Per-sample immunoglobulin germline inference from B cell receptor deep sequencing data

Every B cell receptor sequence in a repertoire came from a V(D)J recombination of germline genes. Each individual has only certain alleles of these genes in their germline, and knowing this set improves the accuracy of all aspects of BCR sequence analysis, from alignment to phylogenetic ancestral sequence reconstruction. This germline allele set can be estimated directly from BCR sequence data, and it’s time to treat such estimation as part of standard BCR sequence analysis pipelines.

This central message is not new, but it’s worth emphasizing because doing germline set inference is not part of most current studies of B cell receptor (BCR) sequences.

Indeed, the most common way to annotate sequences is to align them one by one to the full set of alleles present in the IMGT database, which has hundreds of alleles. Each individual has only a fraction of these alleles in their genome.

Unsurprisingly, aligning sequences one by one to the whole IMGT set can cause problems. Imagine that A and B are two germline alleles in IMGT that are similar to one another. Sequences deriving from germline allele A can somatically hypermutate to look more similar to the B allele than the A allele from which they came. If we allow A and B in our germline repertoire, such sequences will be incorrectly annotated as being from B when they are from A. This will certainly lead to an incorrect estimation of the naive sequence from which they came.

In addition, it’s known through the work of many groups that the total set of germline genes is much larger than that represented in IMGT. This is not surprising given that this region is tricky to sequence directly, and that so far genetic studies have been primarily done on people of European ancestry. Here again, if we are missing a sequence from our germline set, we will have problems with all of our downstream analyses.

Thus, we should be estimating per-sample germline sets for BCR sequence data. This is not a trivial task. In 2010, Scott Boyd and others were the first to use high-throughput sequencing data of rearranged BCRs to estimate per-sample germline sets with a combination of computation, expert judgement, and statistics. In 2015, the Kleinstein group made a big step by developing TIgGER, an automated method for inferring germline sets that weren’t too far from existing alleles, and more recently the Hedestam group developed IgDiscover, a method that could start more “from scratch” for species where we have little or no germline information.

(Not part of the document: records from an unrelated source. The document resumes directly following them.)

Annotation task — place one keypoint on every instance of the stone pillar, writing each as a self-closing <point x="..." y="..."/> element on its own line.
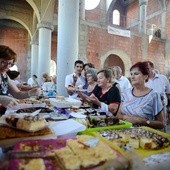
<point x="82" y="9"/>
<point x="34" y="58"/>
<point x="44" y="55"/>
<point x="142" y="15"/>
<point x="67" y="47"/>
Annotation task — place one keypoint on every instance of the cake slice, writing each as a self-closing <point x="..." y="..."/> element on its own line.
<point x="30" y="123"/>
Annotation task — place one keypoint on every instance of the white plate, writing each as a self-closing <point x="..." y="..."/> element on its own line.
<point x="76" y="89"/>
<point x="78" y="115"/>
<point x="68" y="102"/>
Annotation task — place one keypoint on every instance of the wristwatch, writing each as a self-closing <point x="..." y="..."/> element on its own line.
<point x="148" y="122"/>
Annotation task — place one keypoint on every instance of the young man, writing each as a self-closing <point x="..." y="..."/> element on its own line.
<point x="123" y="81"/>
<point x="158" y="82"/>
<point x="75" y="79"/>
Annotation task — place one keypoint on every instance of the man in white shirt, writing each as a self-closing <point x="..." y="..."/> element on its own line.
<point x="32" y="81"/>
<point x="75" y="79"/>
<point x="158" y="82"/>
<point x="123" y="81"/>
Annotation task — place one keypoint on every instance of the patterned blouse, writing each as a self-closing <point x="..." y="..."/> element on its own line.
<point x="147" y="106"/>
<point x="3" y="84"/>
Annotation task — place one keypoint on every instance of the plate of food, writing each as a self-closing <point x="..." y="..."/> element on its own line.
<point x="66" y="153"/>
<point x="146" y="141"/>
<point x="28" y="123"/>
<point x="33" y="109"/>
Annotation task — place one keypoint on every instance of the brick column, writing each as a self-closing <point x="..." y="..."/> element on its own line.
<point x="67" y="47"/>
<point x="34" y="58"/>
<point x="142" y="15"/>
<point x="44" y="56"/>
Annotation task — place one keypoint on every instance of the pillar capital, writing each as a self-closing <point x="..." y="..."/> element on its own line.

The motivation for Duncan’s work came from analyzing sequence data from diverse sources, and seeing clear evidence of alleles that were not represented in IMGT. He tried the existing tools but became frustrated first with software usability. He then started by re-implementing TIgGER, and then realized that he could use the same input information (their “mutation accumulation” plot depicted above) but in a way that more directly tests for the presence of new alleles, by considering the goodness of fit for one- vs two-component fits. In classic Duncan fashion, he has done a ton of validation, varying many different parameters in his simulation and also comparing the results of the different methods on experimental data sets. The work is now up on arXiv and is part of his partis suite of repertoire analysis tools.

There’s still a lot to be done here, and our knowledge of this highly diverse and important locus will continue to improve as more sequencing data of all types comes in. This is one example of many showing how analysis of a whole data set at once is more powerful for each individual sequence than one-at-a-time analysis of sequences.